8x faster Matrix Multiplication Algorithm using SIMD

bitsplicer · March 22, 2026, 1:02am

Hi everyone,

Was working on a Neural Network library and the classic matrix multiplication is simply too slow.

What I have worked on is a algorithm that can multiply matrices of F32s 5-10x faster than normal Matrix Multiplication by utilizing Native Luau SIMD (via vectors).

Code:

Code for Normal:

local Cb = buffer.create(N * M * FLOAT_SIZE)

for i = 0, N - 1 do
    for j = 0, M - 1 do
        local sum = 0

        for k = 0, K - 1 do
            local a = buffer.readf32(Ab, (i * K + k) * FLOAT_SIZE)
            local b = buffer.readf32(Bb, (k * M + j) * FLOAT_SIZE)
            sum += a * b
        end

        buffer.writef32(Cb, (i * M + j) * FLOAT_SIZE, sum)
    end
end

return Cb

Code for Optimized:

(This will be opensourced soon alongside the rest of my library)

Results (1024x1024 Matrix Mult, ~6.5x faster):

=== Benchmark Results (fastest → slowest) ===
>       Optimized: 0.717437 s
>          Normal: 4.581731 s

Results 4D Vectors (1024x1024 Matrix Mult, ~8x faster)

NOTE: 4D luau vectors are only accessible with a custom Luau build, and do not support Native Luau so are overall slower.

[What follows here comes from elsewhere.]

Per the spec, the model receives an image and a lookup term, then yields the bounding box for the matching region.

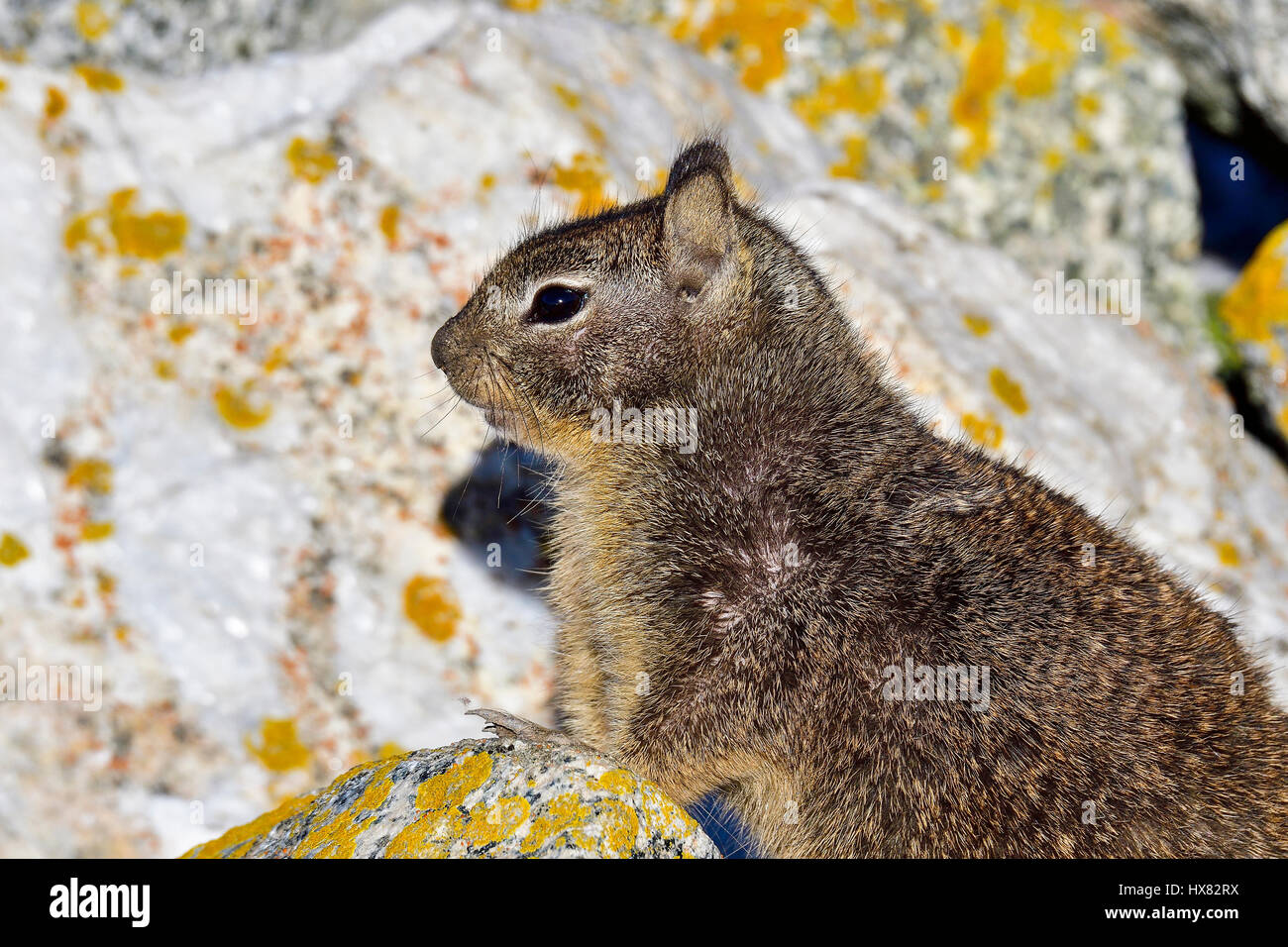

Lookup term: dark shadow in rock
[439,443,550,591]
[686,795,756,858]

=== Benchmark Results (fastest → slowest) ===
>    4D Optimized: 3.275472 s
>       Optimized: 6.301843 s
>          Normal: 25.338067 s

hello2e6 · July 2, 2026, 9:00pm

Is your library open sourced yet? Im kind of desperate for this solution!

hello2e6 · July 2, 2026, 9:01pm

My forward pass for my 55M param neural network is taking 40+ seconds. I think I’m also going to try vectors.

hello2e6 · July 2, 2026, 10:42pm

Also, buffers are way slower to read than tables.